I believe the definition used, in this case, is theological, rather than sociological. In the context of Mormonism, Jehovah's Witnesses, Moonies, etc. "cult" is short hand for "a group teaching anti-Trinitarian heretical doctrinal." I could be wrong, but I believe the meaning for "cult" is this context is appropriate for Mormonism. Mormonism is outside of Christianity, since it fully rejects the fundamental orthodox teachings of historical Christianity as expressed by the three ecumenical creeds. They reject the doctrine of the Holy Trinity, they reject the teaching that there is only one God, they reject the teaching that Jesus is the one God made flesh, and hold to many more anti-Christian doctrines.

Indeed, this is important to point out, because if we gloss over the errors of Mormonism, then we can't hold a conversation with those caught up in the heresy of this non-Christian religious organization. I think it is important to discern why Mormonism is dangerous so that we can better communicate the Gospel to Mormons.

Scott Diekmann said...

I agree with Jim.  You wouldn't tell a Mormon they're a cult member - that would be counterproductive, but yes they are a cult, in any Christian apologetics sense of the word because of their beliefs. If taken to their logical conclusion, there beliefs will lead you astray.  They also demonstrate many of the classic cult characteristics: shunning, us versus them attitude, a "prophet" at the top, their own lingo, redefinition of claasic Christian terminology, deception, monetary demands, you can't read anyone else's materials, they are the only way to ultimate salvation, doctrine contrary to Scripture, suspension of disbelief, secrets that only the higher-ups can know, misrepresentation of what they believe to outsiders, works-based salvation,  revisionist history, etc.  I lived in Salt Lake City and spent a lot of time studying Mormonism and witnessing to them.  They need to hear the true Gospel, which is difficult for them to understand.  It takes time, patience, and hopefully a relationship with whomever you're speaking with.

Sage said...

Having been married to one early in my life, I know Mormons pretty intimately. They truly think they worship the real Jesus, the issue is how they define Him. They have begun changing what they publicly promote in order to not appear so different, but fundamentally it is a cult any way you slice the pie.

The best way to open a Mormon up to where they err is to have them define God and Jesus. They believe God was once a man as we are and that we all existed together as spirits before the creation of the earth. Jesus and Satan are our brothers and God evolved as a man into a God (which makes Him fallible). Those are pretty easy inroads to show scripturally where they are confused.

The average member never takes the initiative to really understand it all and winds up accepting it on face value.

The LDS church demands much servitude and money as an indicator of faithfulness. The temple ceremony is more like a Masonry induction than a religious ceremony.

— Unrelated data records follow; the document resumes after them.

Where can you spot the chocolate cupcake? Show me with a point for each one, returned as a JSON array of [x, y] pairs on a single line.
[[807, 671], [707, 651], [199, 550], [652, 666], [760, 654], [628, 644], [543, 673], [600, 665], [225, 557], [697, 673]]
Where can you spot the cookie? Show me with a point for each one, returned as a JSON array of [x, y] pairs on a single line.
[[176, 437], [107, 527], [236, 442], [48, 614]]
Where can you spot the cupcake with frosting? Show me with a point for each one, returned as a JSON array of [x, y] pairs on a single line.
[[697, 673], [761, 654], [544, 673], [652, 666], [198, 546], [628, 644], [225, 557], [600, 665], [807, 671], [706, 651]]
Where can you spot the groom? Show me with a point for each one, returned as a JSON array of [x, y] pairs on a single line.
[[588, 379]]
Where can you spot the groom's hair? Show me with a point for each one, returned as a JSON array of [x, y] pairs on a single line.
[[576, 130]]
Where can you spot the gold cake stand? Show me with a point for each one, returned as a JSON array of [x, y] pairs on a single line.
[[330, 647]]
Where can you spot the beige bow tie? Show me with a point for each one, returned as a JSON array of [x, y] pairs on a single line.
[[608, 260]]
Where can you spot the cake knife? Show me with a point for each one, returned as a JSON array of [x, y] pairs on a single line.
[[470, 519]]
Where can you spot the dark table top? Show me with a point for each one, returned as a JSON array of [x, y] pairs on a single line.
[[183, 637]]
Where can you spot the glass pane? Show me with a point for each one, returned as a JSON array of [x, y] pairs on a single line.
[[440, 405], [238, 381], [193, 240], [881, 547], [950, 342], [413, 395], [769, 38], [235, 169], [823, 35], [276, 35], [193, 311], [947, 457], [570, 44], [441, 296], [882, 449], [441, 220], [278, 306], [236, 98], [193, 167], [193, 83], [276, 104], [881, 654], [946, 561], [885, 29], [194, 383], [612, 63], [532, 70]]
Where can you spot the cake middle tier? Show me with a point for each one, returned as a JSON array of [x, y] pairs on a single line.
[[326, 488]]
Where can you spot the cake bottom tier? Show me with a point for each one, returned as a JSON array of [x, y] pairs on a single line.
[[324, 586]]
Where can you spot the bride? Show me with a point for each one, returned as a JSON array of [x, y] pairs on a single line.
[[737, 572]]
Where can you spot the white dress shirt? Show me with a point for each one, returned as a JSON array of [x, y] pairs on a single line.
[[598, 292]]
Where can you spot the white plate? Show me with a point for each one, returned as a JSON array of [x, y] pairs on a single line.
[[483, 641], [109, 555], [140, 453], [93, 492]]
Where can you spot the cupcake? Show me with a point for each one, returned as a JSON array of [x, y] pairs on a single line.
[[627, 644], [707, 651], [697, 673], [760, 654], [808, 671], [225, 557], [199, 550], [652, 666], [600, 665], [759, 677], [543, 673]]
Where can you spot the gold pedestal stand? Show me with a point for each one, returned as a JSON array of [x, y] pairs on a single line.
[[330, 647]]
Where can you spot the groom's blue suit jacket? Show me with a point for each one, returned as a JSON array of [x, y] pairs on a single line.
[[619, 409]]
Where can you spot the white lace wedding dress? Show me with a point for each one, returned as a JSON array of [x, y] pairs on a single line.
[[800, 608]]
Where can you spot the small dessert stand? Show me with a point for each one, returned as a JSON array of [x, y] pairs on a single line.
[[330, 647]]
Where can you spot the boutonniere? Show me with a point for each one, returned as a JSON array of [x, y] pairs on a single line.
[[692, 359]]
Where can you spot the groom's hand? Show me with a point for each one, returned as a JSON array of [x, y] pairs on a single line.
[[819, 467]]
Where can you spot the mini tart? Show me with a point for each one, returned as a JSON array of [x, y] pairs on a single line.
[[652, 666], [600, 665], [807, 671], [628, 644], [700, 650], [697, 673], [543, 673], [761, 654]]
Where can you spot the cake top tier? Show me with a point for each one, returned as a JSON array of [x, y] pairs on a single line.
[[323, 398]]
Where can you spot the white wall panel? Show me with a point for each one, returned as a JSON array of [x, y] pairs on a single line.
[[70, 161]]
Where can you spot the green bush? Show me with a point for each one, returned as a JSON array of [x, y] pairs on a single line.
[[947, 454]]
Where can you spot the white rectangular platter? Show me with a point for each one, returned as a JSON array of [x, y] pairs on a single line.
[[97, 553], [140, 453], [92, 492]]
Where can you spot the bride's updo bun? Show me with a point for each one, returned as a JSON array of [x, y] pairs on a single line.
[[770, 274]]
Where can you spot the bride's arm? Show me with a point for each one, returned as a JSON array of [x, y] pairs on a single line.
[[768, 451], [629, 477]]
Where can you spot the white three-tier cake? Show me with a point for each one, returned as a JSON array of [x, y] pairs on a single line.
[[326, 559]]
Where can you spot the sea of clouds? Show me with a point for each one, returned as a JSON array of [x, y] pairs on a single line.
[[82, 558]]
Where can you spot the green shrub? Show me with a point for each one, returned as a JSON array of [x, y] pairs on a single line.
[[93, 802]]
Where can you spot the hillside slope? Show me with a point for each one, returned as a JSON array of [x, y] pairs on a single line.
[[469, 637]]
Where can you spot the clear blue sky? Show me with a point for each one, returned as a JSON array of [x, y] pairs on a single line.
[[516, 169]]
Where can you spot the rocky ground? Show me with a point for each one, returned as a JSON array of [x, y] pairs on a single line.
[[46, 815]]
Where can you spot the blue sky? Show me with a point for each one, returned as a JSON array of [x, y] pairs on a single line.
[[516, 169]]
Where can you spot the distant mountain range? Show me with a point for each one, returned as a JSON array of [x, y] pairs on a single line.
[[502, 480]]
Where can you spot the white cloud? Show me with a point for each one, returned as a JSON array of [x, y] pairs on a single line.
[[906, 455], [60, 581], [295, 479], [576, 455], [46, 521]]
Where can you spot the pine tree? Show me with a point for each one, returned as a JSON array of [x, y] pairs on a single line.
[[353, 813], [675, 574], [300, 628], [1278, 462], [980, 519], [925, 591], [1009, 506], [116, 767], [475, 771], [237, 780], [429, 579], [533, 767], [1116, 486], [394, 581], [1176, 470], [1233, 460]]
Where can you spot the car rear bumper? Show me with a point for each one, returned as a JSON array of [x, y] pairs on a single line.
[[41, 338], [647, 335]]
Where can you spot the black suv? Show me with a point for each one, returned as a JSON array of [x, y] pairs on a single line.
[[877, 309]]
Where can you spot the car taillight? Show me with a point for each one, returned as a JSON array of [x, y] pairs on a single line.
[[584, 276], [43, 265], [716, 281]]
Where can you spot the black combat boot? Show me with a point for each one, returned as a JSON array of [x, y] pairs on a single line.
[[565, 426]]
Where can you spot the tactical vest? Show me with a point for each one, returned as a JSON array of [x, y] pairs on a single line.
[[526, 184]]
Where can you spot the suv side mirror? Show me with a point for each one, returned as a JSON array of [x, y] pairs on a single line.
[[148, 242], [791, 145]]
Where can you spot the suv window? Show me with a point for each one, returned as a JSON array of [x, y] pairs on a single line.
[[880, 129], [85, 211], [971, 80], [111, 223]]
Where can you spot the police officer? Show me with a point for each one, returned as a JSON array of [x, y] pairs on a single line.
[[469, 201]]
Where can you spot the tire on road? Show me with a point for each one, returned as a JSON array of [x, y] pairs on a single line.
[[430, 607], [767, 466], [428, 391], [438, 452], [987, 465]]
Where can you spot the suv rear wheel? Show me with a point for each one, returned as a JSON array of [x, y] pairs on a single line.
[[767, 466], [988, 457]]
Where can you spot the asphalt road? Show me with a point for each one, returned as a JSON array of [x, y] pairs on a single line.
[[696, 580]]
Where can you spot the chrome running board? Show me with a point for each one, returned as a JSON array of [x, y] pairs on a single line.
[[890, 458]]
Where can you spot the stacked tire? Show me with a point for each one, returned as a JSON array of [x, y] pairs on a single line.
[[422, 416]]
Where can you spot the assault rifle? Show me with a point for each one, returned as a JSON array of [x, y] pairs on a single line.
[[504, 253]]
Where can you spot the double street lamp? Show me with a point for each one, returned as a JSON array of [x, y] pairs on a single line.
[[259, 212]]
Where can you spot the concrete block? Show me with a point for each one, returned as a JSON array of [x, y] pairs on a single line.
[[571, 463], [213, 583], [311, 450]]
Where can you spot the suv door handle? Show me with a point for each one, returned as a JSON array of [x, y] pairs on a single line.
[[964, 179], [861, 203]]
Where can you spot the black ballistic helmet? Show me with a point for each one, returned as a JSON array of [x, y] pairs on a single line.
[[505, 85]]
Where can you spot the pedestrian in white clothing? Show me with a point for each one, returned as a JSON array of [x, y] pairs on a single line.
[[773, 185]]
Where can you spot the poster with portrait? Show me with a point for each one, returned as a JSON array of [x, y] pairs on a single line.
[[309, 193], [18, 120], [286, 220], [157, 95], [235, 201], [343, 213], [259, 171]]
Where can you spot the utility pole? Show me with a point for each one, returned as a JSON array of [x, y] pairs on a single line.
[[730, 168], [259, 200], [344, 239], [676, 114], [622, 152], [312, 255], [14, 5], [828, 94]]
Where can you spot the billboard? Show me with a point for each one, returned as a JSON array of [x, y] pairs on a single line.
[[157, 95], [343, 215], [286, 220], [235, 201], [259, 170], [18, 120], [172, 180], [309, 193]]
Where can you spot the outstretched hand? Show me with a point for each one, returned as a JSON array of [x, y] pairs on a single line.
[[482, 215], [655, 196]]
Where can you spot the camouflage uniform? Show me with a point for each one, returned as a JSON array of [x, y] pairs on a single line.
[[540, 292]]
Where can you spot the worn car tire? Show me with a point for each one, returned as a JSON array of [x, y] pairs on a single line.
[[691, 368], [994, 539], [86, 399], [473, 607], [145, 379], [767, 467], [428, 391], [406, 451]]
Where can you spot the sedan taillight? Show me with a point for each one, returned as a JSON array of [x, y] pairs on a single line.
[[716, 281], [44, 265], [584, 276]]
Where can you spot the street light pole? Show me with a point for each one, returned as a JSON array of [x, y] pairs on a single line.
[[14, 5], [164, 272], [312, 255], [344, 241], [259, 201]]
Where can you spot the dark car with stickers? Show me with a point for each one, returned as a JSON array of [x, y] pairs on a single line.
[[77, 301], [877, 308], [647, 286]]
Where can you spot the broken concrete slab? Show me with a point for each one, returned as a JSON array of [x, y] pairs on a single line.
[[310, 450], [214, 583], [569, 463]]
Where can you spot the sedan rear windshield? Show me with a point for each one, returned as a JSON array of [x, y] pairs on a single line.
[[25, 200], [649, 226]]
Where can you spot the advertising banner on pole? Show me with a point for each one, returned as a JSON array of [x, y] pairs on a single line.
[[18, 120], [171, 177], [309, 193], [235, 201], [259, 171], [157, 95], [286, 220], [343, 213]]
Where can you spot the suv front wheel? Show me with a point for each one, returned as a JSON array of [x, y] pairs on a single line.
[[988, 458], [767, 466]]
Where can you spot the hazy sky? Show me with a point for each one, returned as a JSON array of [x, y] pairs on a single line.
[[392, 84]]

But, Mormons are touchy about the temple, garments and their beloved prophet - who is esteemed the same as Jesus, if not above.

They are very adept at twisting the scriptures to support their position and also indoctrinated to view any other denomination as "less enlightened" than the LDS. Those that leave and have family, friends or business relationships in the church are shunned much as the Amish do. Many lose their businesses and contact with family.

The LDS church has a saying attributed to Joseph Smith, a religion that doesn't demand all from you can't save you. They use that to control every aspect of your life, every day of the week and every dime you earn.

Their "bishops" are just laymen called to the position for a time. None are trained, many make horrible decisions and abuse their authority. They ask searching sexual questions, alone, to their youth and adults which has lead to many issues. The leadership is made up of men who have money and means to basically buy their way to the positions. It's a cult. A very dangerous cult.